One must judge, therefore, that most cries of the day or night have their meaning, if only one knows how to hear them; yet they constitute but a part, and probably a very small part, of the animal’s habitual communication with his fellows. The bulk of it appears to be of that silent kind which [[33]]passed between Don and Nip, and which, I have reason to believe, is the common language of the whole animal kingdom.
To prove such a matter is plainly impossible. Even to investigate it frankly is to enter a shadowy realm between the conscious and subconscious states, where no process can be precisely followed, and where the liability to error is always present. Let us therefore begin on familiar ground by examining certain phenomena which we cannot explain, to be sure, but which have been observed frequently enough to give us confidence that we are dealing with realities. I refer especially to that curious warning or “feeling” of impending danger, which is supposed (erroneously, I think) to depend upon the so-called sixth sense of animals and men.
[[34]]
III
Chumfo, the Super-sense
For the word chumfo I am indebted to a tribe of savages living near Lake Mweru, in Africa, and am grateful to them not only for naming a thing which has no name in any civilized language, but also for an explanation of its function in the animal economy. We shall come to the definition of the word presently, after we have some clear notion of the thing for which the word stands.

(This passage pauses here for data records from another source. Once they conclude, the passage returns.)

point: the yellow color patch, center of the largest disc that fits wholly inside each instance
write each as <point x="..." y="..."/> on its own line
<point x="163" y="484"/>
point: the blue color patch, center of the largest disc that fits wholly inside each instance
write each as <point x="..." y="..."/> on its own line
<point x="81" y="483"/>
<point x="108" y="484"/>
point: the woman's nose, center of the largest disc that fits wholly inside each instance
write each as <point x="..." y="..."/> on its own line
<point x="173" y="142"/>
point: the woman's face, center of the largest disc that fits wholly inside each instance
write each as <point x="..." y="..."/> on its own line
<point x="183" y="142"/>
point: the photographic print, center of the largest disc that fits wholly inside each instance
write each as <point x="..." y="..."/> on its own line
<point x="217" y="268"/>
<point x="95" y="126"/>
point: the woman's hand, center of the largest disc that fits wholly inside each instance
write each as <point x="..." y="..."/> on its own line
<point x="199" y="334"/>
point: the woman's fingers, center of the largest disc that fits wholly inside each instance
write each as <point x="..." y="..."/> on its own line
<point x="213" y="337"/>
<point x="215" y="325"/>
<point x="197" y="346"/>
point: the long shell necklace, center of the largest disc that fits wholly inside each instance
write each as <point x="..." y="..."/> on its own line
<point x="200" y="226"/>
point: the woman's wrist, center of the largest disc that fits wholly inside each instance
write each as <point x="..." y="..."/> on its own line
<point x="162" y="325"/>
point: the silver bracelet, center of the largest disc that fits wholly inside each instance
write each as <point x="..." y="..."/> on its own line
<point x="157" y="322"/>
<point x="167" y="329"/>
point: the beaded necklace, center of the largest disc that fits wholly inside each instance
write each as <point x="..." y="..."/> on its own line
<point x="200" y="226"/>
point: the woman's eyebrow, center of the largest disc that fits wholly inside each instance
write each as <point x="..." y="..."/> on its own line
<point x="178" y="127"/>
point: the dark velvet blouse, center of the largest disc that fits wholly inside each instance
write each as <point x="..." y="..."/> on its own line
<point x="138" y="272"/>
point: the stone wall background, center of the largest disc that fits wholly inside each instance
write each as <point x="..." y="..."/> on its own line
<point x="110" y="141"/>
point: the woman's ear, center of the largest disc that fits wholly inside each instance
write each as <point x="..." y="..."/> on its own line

As Thomas à Kempis says, if I remember correctly, “It is better to feel compassion than to know how to define it.”
By way of approach to our subject, let it be understood that chumfo refers in a general way to the animal’s extraordinary powers of sense perception, [[35]]which I would call his “sensibility” had not our novelists bedeviled that good word by making it the symbol of a false or artificial emotionalism. Every wild creature is finely “sensible” in the true meaning of the word, his sensitiveness being due to the fact that there is nothing dead or even asleep in nature; the natural animal or the natural man is from head to foot wholly alive and awake. And this because every atom of him, or every cell, as a biologist might insist, is of itself sentient and has the faculty of perception. Not till you understand that first principle of chumfo will your natural history be more than a dry husk, a thing of books or museums or stuffed skins or Latin names, from which all living interest has departed.